Araştırmacıların isimlendirme sebeplerini paylaşmaları uygun olandır ancak faktörlerin adlandırılması mantığı nadiren paylaşılmaktadır. Yüksek yüke sahip değişkenler, bir faktörü temsil etmek için seçilen adı veya etiketi büyük ölçüde etkilemektedir ve çoğunlukla faktör adı olarak verilmektedir (Carpenter, 2018: 32).
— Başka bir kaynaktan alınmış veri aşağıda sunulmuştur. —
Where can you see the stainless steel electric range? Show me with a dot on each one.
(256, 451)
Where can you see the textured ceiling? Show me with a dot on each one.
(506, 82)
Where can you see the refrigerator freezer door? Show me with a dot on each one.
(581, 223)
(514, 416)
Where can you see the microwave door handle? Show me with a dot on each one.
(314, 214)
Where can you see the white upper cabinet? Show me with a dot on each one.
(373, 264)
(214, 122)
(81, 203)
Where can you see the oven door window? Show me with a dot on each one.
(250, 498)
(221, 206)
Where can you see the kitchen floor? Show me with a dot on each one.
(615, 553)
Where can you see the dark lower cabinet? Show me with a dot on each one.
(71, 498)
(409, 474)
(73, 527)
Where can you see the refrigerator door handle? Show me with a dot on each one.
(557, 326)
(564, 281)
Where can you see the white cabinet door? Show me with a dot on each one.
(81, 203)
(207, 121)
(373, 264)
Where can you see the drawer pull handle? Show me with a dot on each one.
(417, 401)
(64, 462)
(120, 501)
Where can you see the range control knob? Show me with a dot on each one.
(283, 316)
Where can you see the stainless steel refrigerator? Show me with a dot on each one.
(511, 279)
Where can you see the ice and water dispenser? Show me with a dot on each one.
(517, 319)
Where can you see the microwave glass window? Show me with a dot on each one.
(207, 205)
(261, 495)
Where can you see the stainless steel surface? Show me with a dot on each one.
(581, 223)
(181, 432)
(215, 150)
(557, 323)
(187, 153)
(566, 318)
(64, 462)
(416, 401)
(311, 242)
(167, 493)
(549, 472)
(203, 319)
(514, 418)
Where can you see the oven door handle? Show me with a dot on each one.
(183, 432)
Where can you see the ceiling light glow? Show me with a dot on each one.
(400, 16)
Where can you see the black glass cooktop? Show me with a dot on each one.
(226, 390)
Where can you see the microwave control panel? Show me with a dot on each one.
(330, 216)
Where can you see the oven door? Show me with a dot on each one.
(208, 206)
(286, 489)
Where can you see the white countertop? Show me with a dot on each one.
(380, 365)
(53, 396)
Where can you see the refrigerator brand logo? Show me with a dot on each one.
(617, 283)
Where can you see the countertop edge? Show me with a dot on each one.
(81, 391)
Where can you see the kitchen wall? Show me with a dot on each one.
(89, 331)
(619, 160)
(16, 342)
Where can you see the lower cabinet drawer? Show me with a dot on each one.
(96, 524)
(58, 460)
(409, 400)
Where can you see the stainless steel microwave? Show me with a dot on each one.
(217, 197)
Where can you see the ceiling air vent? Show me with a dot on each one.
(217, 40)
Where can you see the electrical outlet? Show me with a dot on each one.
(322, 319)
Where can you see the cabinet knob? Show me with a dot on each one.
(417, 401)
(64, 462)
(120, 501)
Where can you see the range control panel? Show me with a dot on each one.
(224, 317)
2.1.4. Ölçeğin Son Haline Getirilmesi ve Doğrulama

Neyin ölçüleceğine karar verip maddeler elde edildikten sonra maddelerin elenmesinin ve nitel ve nicel olarak yapılan bir dizi değerlendirmenin ardından ölçek nihai haline getirilmektedir. Ölçek sadeleştirildikten sonra elde kalan maddeler ve oluşturulan yapısal durum sonrası yapının doğrulanması için doğrulayıcı faktör analizi yapılmaktadır. Ayrıca tekrar veri toplanarak verilerin analiz edilmesi, yeni bir örneklem grubuyla doğrulayıcı faktör analizi uygulamak ölçeğin doğrulama aşamasında daha etkili bir yaklaşım olmaktadır. Bu aşamada güvenilirlik ve nicel geçerlilik değerleri de ölçeğin son hali hakkında fikir verecektir. Yeniden veri toplanması ile son aşamada elde edilen bulgular, sadeleştirme aşamasının aksine pratikte yani uygulamada sonuçlar elde etmek için kullanılabilmektedir. Bu da ölçeğin kullanılabilirliği hakkında fikir verecektir.